From 1946 to 1949, at City College of New York (CCNY), there occurred a long, well-planned, militant struggle against racism against Jewish and against Black students. This struggle was organized by the Communist Party of the United States (CPUSA) and involved many thousands of students and others. The struggle was successful in stopping officially sanctioned racism against Jewish students and professors and discrimination in college housing against Black workers.
There had long been complaints that William Knickerbocker, Chair of Romance Languages at CCNY, made anti-Jewish remarks, denied awards to Jewish students; and tried to stop the hiring of Jewish faculty members. The Board of Higher Education (BHE) refused to do anything and ignored a report filed by the American Jewish Committee (AJC) recommending Knickerbocker’s retirement.
Led by a communist student, a committee of the Hillel (Jewish) student organization studied the facts. The Anti-Defamation League, an elite Jewish civil rights group, tried to stop the students.
Building the case against racist professors
In the Fall of 1947 it turned out that William C. Davis, an instructor of economics who oversaw student housing in Army Hall, was segregating Black students from white students. A faculty committee charged him with racial segregation. Davis resigned as administrator of housing in March 1948 but remained on the faculty and received a salary increase.
Due to decades of diligent and militant union and antiracist work, CP members were in or close to leadership in a dozen labor unions in the city, even having two members plus other supporters on the City Council. On June 22 1948, the New York City Council voted to recommend that Knickerbocker either retire or lose his chairmanship. In the Fall of 1948, led by a CP member, students organized a protest walkout from Knickerbocker’s class..
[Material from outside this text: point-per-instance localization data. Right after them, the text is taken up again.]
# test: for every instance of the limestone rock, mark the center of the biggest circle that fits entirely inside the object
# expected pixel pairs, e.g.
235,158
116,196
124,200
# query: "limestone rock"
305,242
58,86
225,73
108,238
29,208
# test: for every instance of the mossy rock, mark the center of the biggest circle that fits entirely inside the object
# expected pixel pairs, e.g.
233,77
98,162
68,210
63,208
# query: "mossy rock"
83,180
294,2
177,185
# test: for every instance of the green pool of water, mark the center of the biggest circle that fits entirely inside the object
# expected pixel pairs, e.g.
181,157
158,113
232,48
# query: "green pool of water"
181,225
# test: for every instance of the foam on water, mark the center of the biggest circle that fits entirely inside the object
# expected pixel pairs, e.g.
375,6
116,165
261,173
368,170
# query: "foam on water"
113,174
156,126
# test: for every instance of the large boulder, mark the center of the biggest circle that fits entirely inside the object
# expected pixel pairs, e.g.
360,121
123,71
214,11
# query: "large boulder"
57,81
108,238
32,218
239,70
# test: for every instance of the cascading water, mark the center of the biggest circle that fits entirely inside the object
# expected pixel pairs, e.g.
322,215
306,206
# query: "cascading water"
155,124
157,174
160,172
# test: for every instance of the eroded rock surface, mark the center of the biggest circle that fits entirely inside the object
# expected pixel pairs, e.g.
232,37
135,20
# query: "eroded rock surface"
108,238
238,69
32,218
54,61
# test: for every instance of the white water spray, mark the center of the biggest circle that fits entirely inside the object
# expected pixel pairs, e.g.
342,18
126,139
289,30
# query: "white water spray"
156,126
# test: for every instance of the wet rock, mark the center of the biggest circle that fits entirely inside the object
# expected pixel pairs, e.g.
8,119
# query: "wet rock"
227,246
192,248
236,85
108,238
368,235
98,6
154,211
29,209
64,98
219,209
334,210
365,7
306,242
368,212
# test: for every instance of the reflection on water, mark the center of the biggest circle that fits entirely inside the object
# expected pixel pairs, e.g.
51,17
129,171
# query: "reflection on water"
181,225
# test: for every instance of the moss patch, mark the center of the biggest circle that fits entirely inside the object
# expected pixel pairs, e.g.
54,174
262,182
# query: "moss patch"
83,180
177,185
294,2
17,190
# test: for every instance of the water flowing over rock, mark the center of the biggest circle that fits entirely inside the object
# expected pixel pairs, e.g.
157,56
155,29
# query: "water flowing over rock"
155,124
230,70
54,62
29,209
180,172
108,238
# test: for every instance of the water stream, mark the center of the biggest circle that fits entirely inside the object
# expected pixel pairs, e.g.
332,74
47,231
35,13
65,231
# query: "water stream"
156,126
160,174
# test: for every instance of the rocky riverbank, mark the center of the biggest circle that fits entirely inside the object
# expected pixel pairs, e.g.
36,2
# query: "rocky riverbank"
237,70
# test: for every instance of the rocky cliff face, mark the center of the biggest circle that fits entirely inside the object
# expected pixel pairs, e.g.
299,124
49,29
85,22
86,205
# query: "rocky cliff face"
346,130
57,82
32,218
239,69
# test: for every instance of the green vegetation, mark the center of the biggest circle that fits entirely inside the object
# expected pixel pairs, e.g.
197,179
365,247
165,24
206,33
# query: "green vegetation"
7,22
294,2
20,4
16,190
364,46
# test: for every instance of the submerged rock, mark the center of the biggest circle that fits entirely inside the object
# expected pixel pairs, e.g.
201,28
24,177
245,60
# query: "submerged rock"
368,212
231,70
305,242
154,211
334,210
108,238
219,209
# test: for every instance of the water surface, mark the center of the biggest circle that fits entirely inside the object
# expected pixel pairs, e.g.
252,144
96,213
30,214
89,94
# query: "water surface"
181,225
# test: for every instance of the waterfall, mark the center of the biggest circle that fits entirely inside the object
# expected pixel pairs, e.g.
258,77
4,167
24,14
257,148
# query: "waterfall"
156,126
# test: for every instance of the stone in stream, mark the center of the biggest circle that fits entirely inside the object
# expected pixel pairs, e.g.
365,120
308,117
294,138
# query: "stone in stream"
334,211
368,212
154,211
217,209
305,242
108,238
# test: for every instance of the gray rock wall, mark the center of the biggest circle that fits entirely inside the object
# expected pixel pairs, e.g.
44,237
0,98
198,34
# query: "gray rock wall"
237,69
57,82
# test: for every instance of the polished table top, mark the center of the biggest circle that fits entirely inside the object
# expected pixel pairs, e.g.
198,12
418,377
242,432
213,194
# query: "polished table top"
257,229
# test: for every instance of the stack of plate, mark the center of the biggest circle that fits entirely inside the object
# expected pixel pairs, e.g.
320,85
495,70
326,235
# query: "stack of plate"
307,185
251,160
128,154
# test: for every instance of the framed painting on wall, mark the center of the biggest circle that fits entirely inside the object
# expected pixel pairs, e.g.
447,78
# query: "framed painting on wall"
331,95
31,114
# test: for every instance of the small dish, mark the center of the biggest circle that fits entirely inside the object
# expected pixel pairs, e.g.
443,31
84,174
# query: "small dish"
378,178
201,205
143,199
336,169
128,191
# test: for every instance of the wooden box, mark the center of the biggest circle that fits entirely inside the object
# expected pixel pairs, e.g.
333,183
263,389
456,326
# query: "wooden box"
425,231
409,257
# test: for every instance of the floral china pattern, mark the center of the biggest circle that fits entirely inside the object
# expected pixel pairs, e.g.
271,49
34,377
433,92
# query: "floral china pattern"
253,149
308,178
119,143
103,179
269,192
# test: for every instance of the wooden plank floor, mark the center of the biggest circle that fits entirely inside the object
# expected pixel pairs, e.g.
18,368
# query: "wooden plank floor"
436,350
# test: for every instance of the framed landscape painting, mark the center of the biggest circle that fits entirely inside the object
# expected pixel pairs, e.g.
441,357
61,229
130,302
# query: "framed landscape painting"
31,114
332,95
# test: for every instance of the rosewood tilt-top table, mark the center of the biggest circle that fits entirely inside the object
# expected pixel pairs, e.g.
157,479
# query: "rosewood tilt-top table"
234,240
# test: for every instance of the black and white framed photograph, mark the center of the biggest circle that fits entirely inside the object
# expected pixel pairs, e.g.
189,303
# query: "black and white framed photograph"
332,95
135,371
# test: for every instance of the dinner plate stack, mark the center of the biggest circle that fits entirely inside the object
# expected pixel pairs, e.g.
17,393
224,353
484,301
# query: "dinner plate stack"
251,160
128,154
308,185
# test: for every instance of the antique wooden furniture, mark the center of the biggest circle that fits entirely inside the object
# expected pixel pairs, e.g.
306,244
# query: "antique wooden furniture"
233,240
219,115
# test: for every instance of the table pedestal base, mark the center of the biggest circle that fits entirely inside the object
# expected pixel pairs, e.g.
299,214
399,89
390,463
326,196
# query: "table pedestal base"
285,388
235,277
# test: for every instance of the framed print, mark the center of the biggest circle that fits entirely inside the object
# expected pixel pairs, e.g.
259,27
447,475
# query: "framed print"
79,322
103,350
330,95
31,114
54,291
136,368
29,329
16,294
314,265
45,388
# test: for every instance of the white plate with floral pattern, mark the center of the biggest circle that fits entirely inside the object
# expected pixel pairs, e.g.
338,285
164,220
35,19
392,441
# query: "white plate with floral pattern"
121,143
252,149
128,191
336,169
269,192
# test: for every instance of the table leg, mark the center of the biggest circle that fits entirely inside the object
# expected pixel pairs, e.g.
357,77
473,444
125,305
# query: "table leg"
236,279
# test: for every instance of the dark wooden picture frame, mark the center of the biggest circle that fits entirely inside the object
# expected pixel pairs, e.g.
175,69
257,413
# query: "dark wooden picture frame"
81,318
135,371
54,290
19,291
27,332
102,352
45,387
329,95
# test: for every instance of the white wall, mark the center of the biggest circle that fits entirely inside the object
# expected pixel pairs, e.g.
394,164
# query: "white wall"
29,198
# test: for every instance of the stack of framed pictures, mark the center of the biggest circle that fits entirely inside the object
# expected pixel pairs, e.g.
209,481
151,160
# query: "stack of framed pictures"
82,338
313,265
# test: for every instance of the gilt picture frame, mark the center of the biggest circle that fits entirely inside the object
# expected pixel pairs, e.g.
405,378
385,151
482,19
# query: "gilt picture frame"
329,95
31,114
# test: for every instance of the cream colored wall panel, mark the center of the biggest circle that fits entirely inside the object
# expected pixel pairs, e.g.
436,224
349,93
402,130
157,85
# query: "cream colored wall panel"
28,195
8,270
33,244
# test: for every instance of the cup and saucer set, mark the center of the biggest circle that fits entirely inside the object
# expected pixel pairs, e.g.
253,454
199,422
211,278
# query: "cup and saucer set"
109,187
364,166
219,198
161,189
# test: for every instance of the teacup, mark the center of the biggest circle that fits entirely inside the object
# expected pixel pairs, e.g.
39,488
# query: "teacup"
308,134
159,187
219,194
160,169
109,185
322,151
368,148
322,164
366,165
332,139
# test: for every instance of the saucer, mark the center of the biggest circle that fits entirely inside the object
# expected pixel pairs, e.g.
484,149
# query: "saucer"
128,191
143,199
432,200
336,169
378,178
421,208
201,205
On September 29, 1948, 20 students held an all-night sit-in in front of the office of the CCNY president. The next morning five hundred more students joined them. Then a five-hour meeting of 2000 students passed two resolutions calling for the firing of Knickerbocker and Davis or a college-wide sit-down strike.
Students decide to fight
On October 2, 1948, the Student Council (SC) called for a referendum on the sit-down strike. The liberal SC leadership opposed any strike. To undermine the strike vote, President Wright declared that the students who had walked out of Knickerbocker’s class would not be penalized and would be allowed to transfer to other classes. On October 7, the referendum was defeated by about 2 to 1.
On 22 October 1948, Brooklyn College Dean of Students Frederick W. Maroney announced that he would take disciplinary action against fifteen executives of the Students for Wallace group as a response to their charge that the dean intimidated them in his effort to get them to cancel a campus march to protest the whitewash of Knickerbocker and Davis (“Wallace March Scored,” New York Times, 23 October 1948).
On December 15, 1948, a meeting was called to urge the CCNY president to suspend Knickerbocker and Davis. It was signed by members of many mass organizations including the NAACP (New York branch), the Civil Rights Congress, the Teachers Union (a militant union opposed to the anticommunist American Federation of Teachers), the Jewish People’s Fraternal Order, American Jewish Congress, National Inter-Collegiate Young Progressives of America, American Youth for Democracy, and Students for Wallace. The CP had helped to form, and CP members were activists and leaders of all these groups.
In January 1949, the CUNY alumni association appointed a committee to investigate discrimination at CUNY and appointed Judge Hubert T. Delany as a member. Delany was well-known for his antiracist activities. On March 6, 1949, Delany resigned from the Associate Alumni Committee to Investigate Discrimination, charging that the committee had been packed to block efforts to investigate discrimination at CCNY. This set the stage for the student strike.
The Strike begins
On April 8, 1948, a two-thirds majority of the 2,800 students voting favored an immediate walkout. But the right-wing tried to confuse students into thinking the vote was only for a one-day strike.
That weekend saw feverish preparations for a strike. On Monday morning, April 11, students walking up the hill from the subway on 138th Street saw eight-foot-high letters splashed across the width of the entire street spelling out a one-word message: STRIKE! It had been drawn by vote in the American Veterans Committee. Small groups of students were picketing at every campus building entrance. Several dozen were walking in a circle in front of the main Administration Building on Convent Avenue, chanting militantly “Jim Crow Must Go!” (“Jim Crow,” a synonym for anti-Black racism, was a term used in the South). A great many of the students on the early picket lines were communists not only from the uptown CCNY campus but from colleges all over New York.
Standing across the street all along Convent Avenue there were about a thousand students, books under their arms, waiting to see what would happen. They had not decided to cross the picket line but had not decided to join the strike either. Suddenly NYC cops charged the picketing students, beating them and arresting 18. The other students fought back, trying to hold their line.
Then the high point of the strike occurred. Without a moment’s hesitation, the mass of students watching from across the street immediately formed a huge picket line 1,000 strong, moving back and forth on Convent Avenue from 138th Street to 140th Street. The strike was on full-scale! And the cops’ action had helped propel it forward. The campus was shut tight!